In last week's post Garret Merriam argued that the famous brain-in-a-vat thought experiment is incoherent. In this post I argue that many popular moral thought experiments are flawed as well. I won't argue that they are incoherent; rather, I claim that they tend to presume and promote a flawed understanding of human decision-making.
So first a few words about that:
Human beings are social animals. We have learned to cooperate with one another in order to acquire goods that we can not easily secure in isolation. In every human society adults are expected to do two things: (1) manage their personal affairs, and (2) respect the rules that make the benefits of cooperation possible.
On any given day we make thousands of almost entirely self-interested decisions. Most are trivial, such as which word I should use to finish this taco. Some are more significant, such as whether to head for the beach or the mountains on Sunday. In each case I am just doing my best to figure out which of two options will deliver the greatest personal utility. (I am not saying that these actions have no moral significance, only that we do not typically make moral considerations when deciding whether to perform them.) We also, though less commonly, make decisions that are almost entirely moral in nature. For example, I may be completely committed to helping you move to a new apartment, deliberating only on how I can be of greatest assistance.
But the more interesting decisions occur when both types of considerations are salient. The magic of well-organized societies is that they tend to support the same conclusion. When my alarm rings in the morning I haul my butt out of bed and drive to work. This is because it would be bad for me not to and wrong of me as well. Sometimes, however, these considerations support different decisions. It might be morally better to help you on move day; still, it is shaping up to be beautiful outside and I would much rather go for a hike. In situations like this I have to decide whether to do what is right, or to do what I like.
When doing moral philosophy we sometimes wrongly suppose that whenever considerations of morality and self-interest come into conflict, we ought to do the morally right thing. But this is incorrect. Of course it is tautological that morally we ought to, but we are not always expected to sacrifice our own interests for the benefit of others. Rather, when decisions like this arise, we weigh what we ought to do morally against what we ought to do prudentially, and make the best decision we can. This is easier said than done, especially since these two types of value are not obviously fungible. But it is our task, nonetheless.
Now for the problem with moral thought experiments:
Most moral thought experiments are intended to bring out a conflict between different ways of thinking about morality, typically between a utilitarian and a deontological approach.

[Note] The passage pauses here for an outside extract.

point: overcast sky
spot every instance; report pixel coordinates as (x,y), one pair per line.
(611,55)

In the trolley problem, e.g., it is first established that most people judge that one ought to pull a switch that would divert a runaway trolley so that it kills the fewest possible people. Later we see that most of us also judge that one ought not to push a fat man off a bridge to precisely the same effect. Some philosophers argue that this shows that we are prone to making inconsistent moral judgments. Others claim that we must be detecting morally relevant differences between the two cases.

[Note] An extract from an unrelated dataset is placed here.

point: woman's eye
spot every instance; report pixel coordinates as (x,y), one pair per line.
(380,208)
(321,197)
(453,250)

I don't think either of these conclusions is warranted. This experiment, and others like it, are flawed.
The flaw is that the hypothetical situation described in thought experiments like these are presented as if they constitute a purely moral decision. As noted above, these do occur in everyday life, but scenarios like the trolley problem don't approximate them. Rather, they provide a decision in which considerations of self-interest and morality are both salient.
This is easily seen in the trolley problem. In each case there is a non trivial question concerning what is best for society as well as what is best for me. In the switch-pulling version, considerations of morality and self-interest more or less coincide. I calculate that pulling the switch is the best outcome for society and also the result I can live with personally. In the fat man version, these considerations collide. Sure, pushing the man off the bridge will save lives. But in the future I suspect I will suffer nightmares too intense to bear.
Some may respond impatiently: This is just the familiar sophomoric complaint that the thought experiment is unrealistic. All thought experiments are unrealistic, that is why they are thought experiments rather than real ones. Philosophers know that considerations of self interest play a role in real life, but we ask that you do your best to bracket these considerations in an effort to develop a clearer understanding of morality.
That is not good enough.
Just how are we supposed to bracket considerations of self-interest in this case? Are we asked to disregard our moral emotions altogether? It is these, after all, that predict a future I wish to avoid. But to do that is to squelch one of our main sources of moral evidence as well. Alternatively, should we allow ourselves to pay attention to the moral emotions, but only for the purpose of moral judgment, taking care (a) not to let considerations of self-interest infect these judgments, and (b) not to confuse the best decision with the morally correct one?
Wow. I have never heard the trolley problem presented like that. It is is not at all clear that we have this ability. But if it could somehow be trained up, I'm betting we would end up with a very different data set.